Without it, all metrics (including Dask coordination overhead) are aggregated together.

## Data Sources

Fine metrics come from **Dask Spans** and are available at multiple granularities:
1. **Processor-level**: Your actual processor work (when processor_instance provided)
2. **Overhead-level**: Dask coordination tasks (lambdas, etc.)
3. **Per-task**: Broken down by individual tasks (task prefix)
4. **Per-worker**: (Future) Separated by individual workers

## Setup: Install and Import

In [5]:
# Standard imports

import awkward as ak

# Get a test file from scikit-hep-testdata
import skhep_testdata
from coffea import processor
from coffea.nanoevents import NanoAODSchema
from dask.distributed import Client, LocalCluster

# roastcoffea imports
from roastcoffea import (
    MetricsCollector,
    plot_per_task_bytes_read,
    # Per-task visualization
    plot_per_task_cpu_io,
    plot_per_task_overhead,
)

test_file = skhep_testdata.data_path("nanoAOD_2015_CMS_Open_Data_ttbar.root")
print(f"Using test file: {test_file}")

Using test file: /Users/moaly/.local/skhepdata/nanoAOD_2015_CMS_Open_Data_ttbar.root


## Define a Simple Coffea Processor

We'll create a processor that does some real work: filtering jets, computing masses, and creating histograms.

In [6]:
class JetAnalysisProcessor(processor.ProcessorABC):
    """Simple jet analysis processor for testing fine metrics."""
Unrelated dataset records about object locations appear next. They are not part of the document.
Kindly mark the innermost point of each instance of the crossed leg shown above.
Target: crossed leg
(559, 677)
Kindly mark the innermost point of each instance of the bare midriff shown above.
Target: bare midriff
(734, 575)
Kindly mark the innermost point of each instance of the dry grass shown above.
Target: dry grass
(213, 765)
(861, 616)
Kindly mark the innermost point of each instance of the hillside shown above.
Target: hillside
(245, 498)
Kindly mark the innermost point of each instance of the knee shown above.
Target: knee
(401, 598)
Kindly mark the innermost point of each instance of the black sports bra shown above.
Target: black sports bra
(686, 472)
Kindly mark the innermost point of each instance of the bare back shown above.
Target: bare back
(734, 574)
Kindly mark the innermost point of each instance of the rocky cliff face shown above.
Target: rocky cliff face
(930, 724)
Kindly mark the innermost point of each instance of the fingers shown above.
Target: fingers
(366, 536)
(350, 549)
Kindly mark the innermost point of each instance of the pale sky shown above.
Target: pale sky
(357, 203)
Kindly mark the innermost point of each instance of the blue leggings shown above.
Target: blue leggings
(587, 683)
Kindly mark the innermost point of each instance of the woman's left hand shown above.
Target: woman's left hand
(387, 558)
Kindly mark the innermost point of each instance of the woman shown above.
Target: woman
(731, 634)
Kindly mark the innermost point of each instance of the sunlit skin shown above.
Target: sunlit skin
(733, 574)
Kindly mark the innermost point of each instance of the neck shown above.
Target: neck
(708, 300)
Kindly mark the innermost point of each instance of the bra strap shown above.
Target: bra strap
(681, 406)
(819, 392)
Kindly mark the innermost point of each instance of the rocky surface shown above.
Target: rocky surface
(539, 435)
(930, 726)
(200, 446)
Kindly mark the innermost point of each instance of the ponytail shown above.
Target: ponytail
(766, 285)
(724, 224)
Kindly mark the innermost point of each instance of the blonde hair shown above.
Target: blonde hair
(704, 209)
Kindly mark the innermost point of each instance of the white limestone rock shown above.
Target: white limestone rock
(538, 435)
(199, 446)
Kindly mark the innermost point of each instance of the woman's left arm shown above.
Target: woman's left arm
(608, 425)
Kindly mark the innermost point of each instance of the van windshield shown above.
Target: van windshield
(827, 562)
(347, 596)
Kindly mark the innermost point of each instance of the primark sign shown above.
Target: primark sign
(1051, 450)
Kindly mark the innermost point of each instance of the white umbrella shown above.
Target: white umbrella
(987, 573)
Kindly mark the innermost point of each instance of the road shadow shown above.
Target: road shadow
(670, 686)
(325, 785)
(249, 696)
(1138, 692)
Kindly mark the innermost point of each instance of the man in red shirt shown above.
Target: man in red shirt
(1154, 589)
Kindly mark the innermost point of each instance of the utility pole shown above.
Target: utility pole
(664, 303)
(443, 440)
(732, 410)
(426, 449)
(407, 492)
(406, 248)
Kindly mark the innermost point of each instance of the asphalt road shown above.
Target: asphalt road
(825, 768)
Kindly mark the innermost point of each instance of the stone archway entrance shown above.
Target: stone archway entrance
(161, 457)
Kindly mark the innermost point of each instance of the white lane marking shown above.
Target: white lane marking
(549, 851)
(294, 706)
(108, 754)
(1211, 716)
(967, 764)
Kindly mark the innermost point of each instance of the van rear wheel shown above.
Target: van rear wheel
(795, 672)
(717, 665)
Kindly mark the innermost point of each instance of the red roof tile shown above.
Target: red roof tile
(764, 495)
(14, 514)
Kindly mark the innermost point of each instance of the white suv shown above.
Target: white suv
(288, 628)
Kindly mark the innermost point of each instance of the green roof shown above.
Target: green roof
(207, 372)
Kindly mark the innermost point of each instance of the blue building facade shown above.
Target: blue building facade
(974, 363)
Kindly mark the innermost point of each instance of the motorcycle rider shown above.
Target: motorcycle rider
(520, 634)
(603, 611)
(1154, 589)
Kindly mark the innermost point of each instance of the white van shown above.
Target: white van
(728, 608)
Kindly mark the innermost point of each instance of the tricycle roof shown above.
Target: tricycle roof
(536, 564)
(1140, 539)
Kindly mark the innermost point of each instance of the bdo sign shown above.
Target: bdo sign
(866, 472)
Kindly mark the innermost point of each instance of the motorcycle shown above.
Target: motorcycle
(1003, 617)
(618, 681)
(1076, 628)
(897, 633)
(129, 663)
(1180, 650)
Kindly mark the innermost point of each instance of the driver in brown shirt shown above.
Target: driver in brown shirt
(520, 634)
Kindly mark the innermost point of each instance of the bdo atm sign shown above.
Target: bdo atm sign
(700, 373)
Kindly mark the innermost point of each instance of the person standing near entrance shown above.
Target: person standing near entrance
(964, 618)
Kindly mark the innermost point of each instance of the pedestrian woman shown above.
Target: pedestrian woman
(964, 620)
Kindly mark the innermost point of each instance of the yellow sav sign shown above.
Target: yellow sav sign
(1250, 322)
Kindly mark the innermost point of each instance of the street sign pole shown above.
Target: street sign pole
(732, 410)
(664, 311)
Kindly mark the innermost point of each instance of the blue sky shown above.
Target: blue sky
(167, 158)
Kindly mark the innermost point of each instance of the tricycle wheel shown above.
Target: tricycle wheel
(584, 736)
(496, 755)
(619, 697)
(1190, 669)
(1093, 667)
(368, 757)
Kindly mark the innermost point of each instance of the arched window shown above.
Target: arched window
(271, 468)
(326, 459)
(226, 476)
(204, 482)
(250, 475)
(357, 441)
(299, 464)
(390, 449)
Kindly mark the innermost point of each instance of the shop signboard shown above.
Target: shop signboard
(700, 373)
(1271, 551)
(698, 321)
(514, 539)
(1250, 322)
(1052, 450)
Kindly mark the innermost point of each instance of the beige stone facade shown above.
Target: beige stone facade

    def process(self, events):
        # Select jets with pT > 30 GeV
        jets = events.Jet[events.Jet.pt > 30]

        # Select events with at least 2 jets
        two_jet_events = events[ak.num(jets) >= 2]
        two_jets = jets[ak.num(jets) >= 2]

        # Calculate dijet invariant mass for leading two jets
        if len(two_jets) > 0:
            j1 = two_jets[:, 0]
            j2 = two_jets[:, 1]
            dijet_mass = (j1 + j2).mass
        else:
            dijet_mass = ak.Array([])

        return {
            "nevents": len(events),
            "njets_total": ak.sum(ak.num(jets)),
            "nevents_2jet": len(two_jet_events),
            "dijet_mass_mean": ak.mean(dijet_mass) if len(dijet_mass) > 0 else 0,
            "jet_pt_sum": ak.sum(jets.pt),
        }

    def postprocess(self, accumulator):
        return accumulator

## Part 1: Collecting Fine Metrics

Let's run the processor with metrics collection enabled. Fine metrics are collected automatically when Dask Spans are available.

In [7]:
# Create fileset
fileset = {
    "DY": {
        "files": {test_file: "Events"},
    },
}

# Start Dask cluster
cluster = LocalCluster(n_workers=2, threads_per_worker=1, processes=True)
client = Client(cluster)

print(f"Dashboard: {client.dashboard_link}")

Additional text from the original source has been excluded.